First up was replacing a couple of the cracked tiles.  Thankfully there was a small stack of extras left in the basement so there was no matching needed.  I then posted a wanted ad on our neighborhood forum and found someone with a partially used bag of grout.  I hated to go out and buy an entire bag for just a couple of tiles and since we were painting the grout anyways a perfect color match was not needed.  Money saved!

Getting ready to remove the cracked tile.
Getting ready to remove the cracked tile and deteriorated grout.

Mr. SFF helped with this part of the process; removing a couple of the cracked tiles, setting the new ones and regrouting them.  He also took out a couple of the bad sections of grout that had deteriorated over time.  Although I am fairly handy with household DIY stuff I was less comfortable with these things and thankful he helped out.

With the new tiles in place I was ready to go.  The first step is cleaning the grout.  They recommend using Aquamix AquaKeel or TilelAb Grout & Tile Cleaner but I didn’t want to spend a lot of money on cleaner and after doing some reading I settled on using one of the best household cleaners out there – vinegar.  Down on my hands and knees, I scrubbed the grout with a toothbrush (I went through a couple of old toothbrushes on the project).  My friends would ask what I was doing for the weekend and I would respond “scrubbing the grout”.  Yup, I lead an exciting life!

As I had to wait until the now wet grout was dry this meant the whole project took even longer than I had hoped. One night I might clean and then paint the next day.  Or in the morning I would clean and then in the afternoon when I was confident it was dry, I would do some painting.  As this whole process took so long I only did small areas at a time.  Some areas actually got scrubbed clean more than once because I wouldn’t get the painting part right away so I had to clean again a few days later.

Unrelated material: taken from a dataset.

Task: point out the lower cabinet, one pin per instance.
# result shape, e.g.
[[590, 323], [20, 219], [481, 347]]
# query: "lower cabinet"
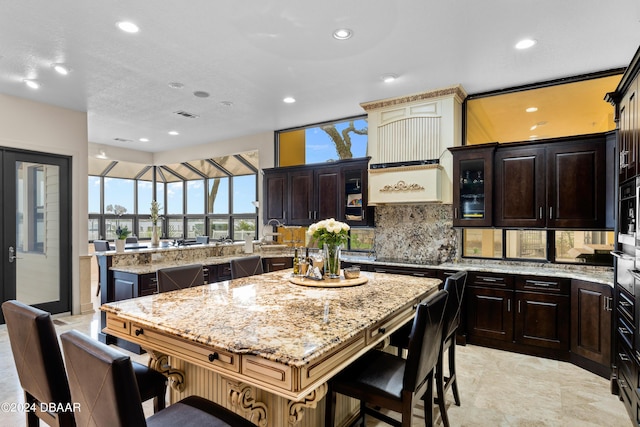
[[519, 313], [276, 263], [591, 316]]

The first section of the floor completed
The first section of the floor completed

The instructions recommended using a toothbrush to apply the product but I found that with a small artist paintbrush I had already on hand was actually much more accurate.  I found the easiest way to do the actual painting was by laying on a blanket right on the floor.  I set up my laptop nearby with movies and got to work.  One of the time consuming parts of this step was making sure that my painting was clean and not on the tiles themselves.  The Regrout dries pretty fast, about 30-60 minutes, so you either have to be super accurate or you are constantly using a small square of paper towel to wipe the edges.  I painted one line at a time but found that the more I painted, the better and more accurate I got so things moved a little faster towards the end.

Almost done, the difference is amazing!
Almost done, the difference is amazing!

The GroutRenew is ready for light traffic in 2-4 hours, normal traffic in 24 hours and can be exposed to water in 72 hours.  As I was only doing small sections at a time this made things pretty easy to work around.

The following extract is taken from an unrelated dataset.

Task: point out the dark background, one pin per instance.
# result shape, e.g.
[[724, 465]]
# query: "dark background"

Now I knew going into this project that this would be time consuming but I might have underestimated exactly how much time it would take. I sort of wish I had kept track but then again I am sort of glad I didn’t as I really don’t want to know what my hourly rate would have been.

Overall I was very happy with the results but I would not recommend unless you are committed to spending hours on the floor.  I noticed in the apartment next door that there are few really badly cracked tiles but I am certainly not willing to take on a project of this magnitude in a place that I am currently not living in.  

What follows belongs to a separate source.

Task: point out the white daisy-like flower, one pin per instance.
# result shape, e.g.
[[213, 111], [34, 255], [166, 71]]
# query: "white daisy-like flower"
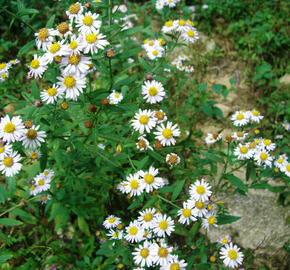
[[37, 66], [255, 116], [44, 38], [162, 253], [9, 164], [163, 225], [76, 63], [209, 221], [160, 116], [74, 11], [94, 41], [144, 121], [115, 97], [51, 95], [149, 179], [166, 134], [231, 255], [111, 222], [243, 152], [11, 130], [88, 23], [172, 159], [226, 239], [5, 150], [153, 91], [186, 214], [143, 254], [134, 185], [72, 85], [240, 118], [134, 232], [32, 138], [263, 157], [146, 218], [200, 190], [175, 263]]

Total Cost: $13.34 + hours of time

2016-03-20 10.36.11

Have you ever had a DIY take much longer than anticipated and was it worth it?

2 thoughts on “DIY: Tile “Regrout” Project

  1. I don’t know why, but I can only type in caps in here

    We try to be a DIY household and I am in the process of writing a post on how much we have saved by taking one some projects ourselves.

    the first time I tiled a room it took me about four months to finish the entire process (only 3.5 months longer than I originally thought)

    1. Oh goodness! I find that most DIY projects take longer than estimated but 4 months is certainly a really long time. i hope that you are really happy with the results.

      I will have my husband work on the caps locks problem. Thanks for commenting.